In a text-to-speech system, the duration of each phone may be predicted by a duration model. This model is usually trained using a database of phones with known durations; each phone (and the context it appears in) is characterised by a feature vector that is composed of a set of linguistic factor values. We describe the use of a graphical model – a Bayesian network – for predicting the duration of a phone, given the values for these factors. The network has one discrete variable for each of the linguistic factors and a single continuous variable for the phone’s duration. Dependencies between variables (or the lack of them) are represented in the BN structure by arcs (or missing arcs) between pairs of nodes. During training, both the topology of the network and its parameters are learned from labelled data. We compare the results of the BN model with results for sums of products and CART models on the same data. In terms of the root mean square error, the BN model performs much better than both CART and SoP models. In terms of correlation coefficient, the BN model performs better than the SoP model, and as well as the CART model. A BN model has certain advantages over CART and SoP models. Training SoP models requires a high degree of expertise. CART models do not deal with interactions between factors in any explicit way. As we demonstrate, a BN model can also make accurate predictions of a phone’s duration, even when the values for some of the linguistic factors are unknown.
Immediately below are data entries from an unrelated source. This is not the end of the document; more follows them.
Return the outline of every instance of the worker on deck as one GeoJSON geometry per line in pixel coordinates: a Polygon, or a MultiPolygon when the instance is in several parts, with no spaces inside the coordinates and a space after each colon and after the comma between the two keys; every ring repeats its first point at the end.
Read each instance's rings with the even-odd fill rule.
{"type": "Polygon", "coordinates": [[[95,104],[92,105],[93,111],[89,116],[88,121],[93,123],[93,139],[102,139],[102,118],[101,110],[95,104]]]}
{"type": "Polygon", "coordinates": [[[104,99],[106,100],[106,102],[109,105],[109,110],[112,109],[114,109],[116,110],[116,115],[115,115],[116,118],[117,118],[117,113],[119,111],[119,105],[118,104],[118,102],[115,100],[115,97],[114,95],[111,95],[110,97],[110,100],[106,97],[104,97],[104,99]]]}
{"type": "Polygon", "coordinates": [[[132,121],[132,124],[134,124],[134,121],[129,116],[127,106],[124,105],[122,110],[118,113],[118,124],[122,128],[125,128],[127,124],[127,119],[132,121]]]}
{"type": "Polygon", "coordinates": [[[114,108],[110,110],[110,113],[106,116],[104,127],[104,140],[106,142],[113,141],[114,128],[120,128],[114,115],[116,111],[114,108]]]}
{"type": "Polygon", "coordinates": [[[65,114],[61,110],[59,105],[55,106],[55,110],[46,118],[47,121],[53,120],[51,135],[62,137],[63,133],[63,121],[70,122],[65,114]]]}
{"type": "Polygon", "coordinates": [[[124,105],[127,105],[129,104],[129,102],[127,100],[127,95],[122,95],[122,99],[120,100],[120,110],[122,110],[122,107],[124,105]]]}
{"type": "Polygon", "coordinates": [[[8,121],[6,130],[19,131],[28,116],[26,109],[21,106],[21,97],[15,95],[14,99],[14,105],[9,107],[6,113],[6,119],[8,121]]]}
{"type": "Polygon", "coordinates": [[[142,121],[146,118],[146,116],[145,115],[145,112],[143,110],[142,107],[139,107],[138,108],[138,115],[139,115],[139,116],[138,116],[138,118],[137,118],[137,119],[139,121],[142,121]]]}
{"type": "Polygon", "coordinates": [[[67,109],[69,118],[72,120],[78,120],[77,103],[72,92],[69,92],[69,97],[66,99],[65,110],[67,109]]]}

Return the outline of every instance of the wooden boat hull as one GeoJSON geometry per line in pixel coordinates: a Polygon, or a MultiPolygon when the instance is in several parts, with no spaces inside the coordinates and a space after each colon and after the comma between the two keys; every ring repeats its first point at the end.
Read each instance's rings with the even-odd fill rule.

We present comparative experimental results for three classes of phone duration prediction model: Bayesian networks (BNs), sums-of-product (SoP) models (van Santen, 1992), and Classification and regression trees (CARTs). The principal application for these models is in text-to-speech synthesis.
In text-to-speech systems, it is often necessary to predict the prosody of the output speech; segment durations are an important aspect of prosody. Although in some unit-selection systems, such as Festival 2 (Clark et al., 2004), no prediction of duration is required, this can lead to unpredictable prosody in the output speech. Even if the predicted durations are not imposed on the selected units via signal processing, the prediction of phone duration can still be used to compute a duration component of the target cost. In other cases, such as non-concatenative systems (e.g. Hidden Markov Model approaches, Tokuda et al., 2002) or expressive/emotional speech synthesis (e.g. Strom et al., 2006), explicit prediction of phone durations are necessary. Since duration is a factor affecting listener’s perception of naturalness of synthetic speech (e.g. Mayo et al., 2005), there is still a need for accurate duration predictions.
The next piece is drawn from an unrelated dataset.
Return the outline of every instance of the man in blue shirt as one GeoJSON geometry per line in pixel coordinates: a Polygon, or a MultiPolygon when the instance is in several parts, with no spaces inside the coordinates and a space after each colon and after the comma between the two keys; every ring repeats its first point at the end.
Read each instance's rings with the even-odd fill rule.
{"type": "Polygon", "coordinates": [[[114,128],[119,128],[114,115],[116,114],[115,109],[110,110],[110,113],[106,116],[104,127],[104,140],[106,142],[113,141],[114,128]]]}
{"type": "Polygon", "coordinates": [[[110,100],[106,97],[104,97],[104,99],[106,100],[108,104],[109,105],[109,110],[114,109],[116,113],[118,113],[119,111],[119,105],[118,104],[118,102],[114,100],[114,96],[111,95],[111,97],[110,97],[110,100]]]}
In common with many other areas of speech and language processing, the databases used to train phone duration models are unbalanced. In the space of all possible combinations of linguistic factor values, only some are linguistically plausible and, of those, only a small fraction will actually be observed in any corpus. Of the observed feature vectors (these are vectors of linguistic factor values), many will be very rare – i.e. low in frequency. However, as was shown by van Santen (1994), the joint probability mass of all these rare vectors taken together is sufficiently large to mean that they cannot simply be neglected. In other words, in any individual sentence, it is very likely that we will encounter one or more of these rare vectors. Therefore, models of phone duration must be robust: they must predict appropriate durations for rare (and indeed previously unseen) vectors.
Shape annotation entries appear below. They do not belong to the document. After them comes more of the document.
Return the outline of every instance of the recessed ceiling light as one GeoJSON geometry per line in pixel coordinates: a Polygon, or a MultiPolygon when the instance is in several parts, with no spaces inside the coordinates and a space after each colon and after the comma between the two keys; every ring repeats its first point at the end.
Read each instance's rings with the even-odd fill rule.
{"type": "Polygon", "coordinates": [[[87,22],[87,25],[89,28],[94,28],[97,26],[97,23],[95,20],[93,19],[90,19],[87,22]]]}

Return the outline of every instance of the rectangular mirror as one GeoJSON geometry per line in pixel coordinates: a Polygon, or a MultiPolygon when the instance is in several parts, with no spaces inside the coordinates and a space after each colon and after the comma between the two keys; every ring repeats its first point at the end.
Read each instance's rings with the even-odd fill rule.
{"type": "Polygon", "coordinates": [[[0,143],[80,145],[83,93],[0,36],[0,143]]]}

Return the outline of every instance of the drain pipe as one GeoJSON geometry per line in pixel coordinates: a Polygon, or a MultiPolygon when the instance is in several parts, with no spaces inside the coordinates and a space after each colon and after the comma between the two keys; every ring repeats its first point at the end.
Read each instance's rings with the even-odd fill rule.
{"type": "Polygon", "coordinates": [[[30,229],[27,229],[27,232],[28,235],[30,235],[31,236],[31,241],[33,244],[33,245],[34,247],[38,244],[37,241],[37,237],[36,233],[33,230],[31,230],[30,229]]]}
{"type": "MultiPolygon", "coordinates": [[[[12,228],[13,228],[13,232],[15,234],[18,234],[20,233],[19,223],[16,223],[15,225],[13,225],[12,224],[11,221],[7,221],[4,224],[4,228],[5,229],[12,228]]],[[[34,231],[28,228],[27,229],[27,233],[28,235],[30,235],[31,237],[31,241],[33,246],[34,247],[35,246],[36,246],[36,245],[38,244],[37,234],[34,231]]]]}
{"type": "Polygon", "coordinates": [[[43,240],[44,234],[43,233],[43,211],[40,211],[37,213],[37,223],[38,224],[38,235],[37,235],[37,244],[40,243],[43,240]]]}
In addition, there exists a problem of factor confounding: different factors occur with unequal frequencies in the training database. As a result, raw durations calculated from the database can be deceptive. van Santen (1994) gives an example of within-word position and stress factor confounding. Durations of vowels turn out to be shorter in word-final syllables than in non-word-final syllables, if stressed and unstressed vowels are analysed together. But, unstressed vowels are shorter than stressed vowels and word-final syllables are five times more likely to be unstressed than stressed. So, if stressed and unstressed vowels are analysed separately, the vowel duration in final syllables (all other factors being equal) is longer than in non-final syllables, as we would expect.
The linguistic factors affecting a phone’s duration interact with one another; the value of one or more factors may amplify or attenuate the effect of another factor. van Santen (1994) showed that these effects are easily predicted.
A robust model for predicting phone duration must address all of these issues. It should generalise well in order to successfully predict the duration of phones with rare (or previously unseen) feature vectors. It may be desirable to allow some factors to be unspecified or have ambiguous values; this would be the case if these factors’ values are predicted by some other model which is not 100% accurate – for example, part of speech or features relating to the position of syllable boundaries.
We expect a duration model that properly accounts for factor interactions and confounding to be more accurate than a model that does not.
We have demonstrated that Bayesian Network models can be successfully used to predict phone duration and that they outperform CART and SoP models. Building and training these models can be be time consuming but, once the model is trained, it is computationally very cheap to use for duration prediction, since it is essentially a look-up table. The BN structures found here could probably be used directly on other voice databases (i.e. relearn only the parameters, not the network structure), particularly for consonants.